Die wertvollen Ledertapeten in elf Räumen des Schlosses Moritzburg können trotz Klimastress für die Nachwelt erhalten werden. Das ist eines der Ergebnisse eines Forschungsprojektes, bei dem Wissenschaftler die Auswirkungen des Klimawandels an vier Kulturdenkmalen in Sachsen untersucht haben.

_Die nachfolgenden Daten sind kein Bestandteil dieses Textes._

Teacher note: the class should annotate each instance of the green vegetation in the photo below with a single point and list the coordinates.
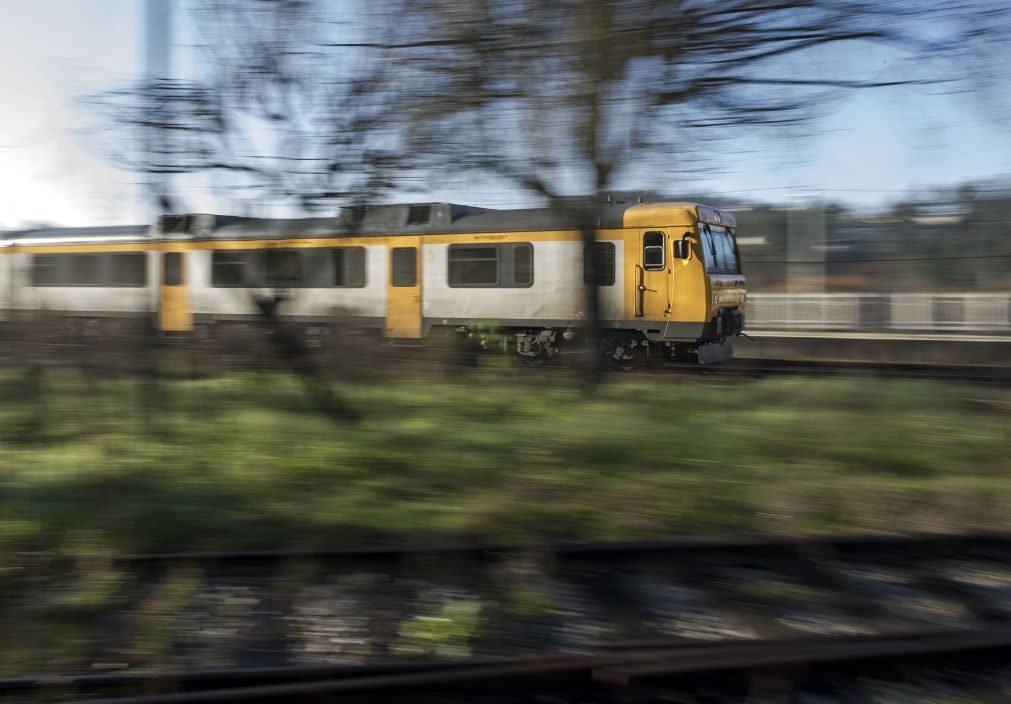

Während bisher hohe Luftfeuchtigkeit eine Bedrohung für Kunstgegenstände in Innenräumen darstellte, setzen ihnen heute vermehrt hohe Temperaturen und eine damit verbundene geringe Luftfeuchtigkeit zu. Ein bei den Forschungsarbeiten entwickeltes Lüftungskonzept soll nun jedoch helfen, Schäden zu vermeiden.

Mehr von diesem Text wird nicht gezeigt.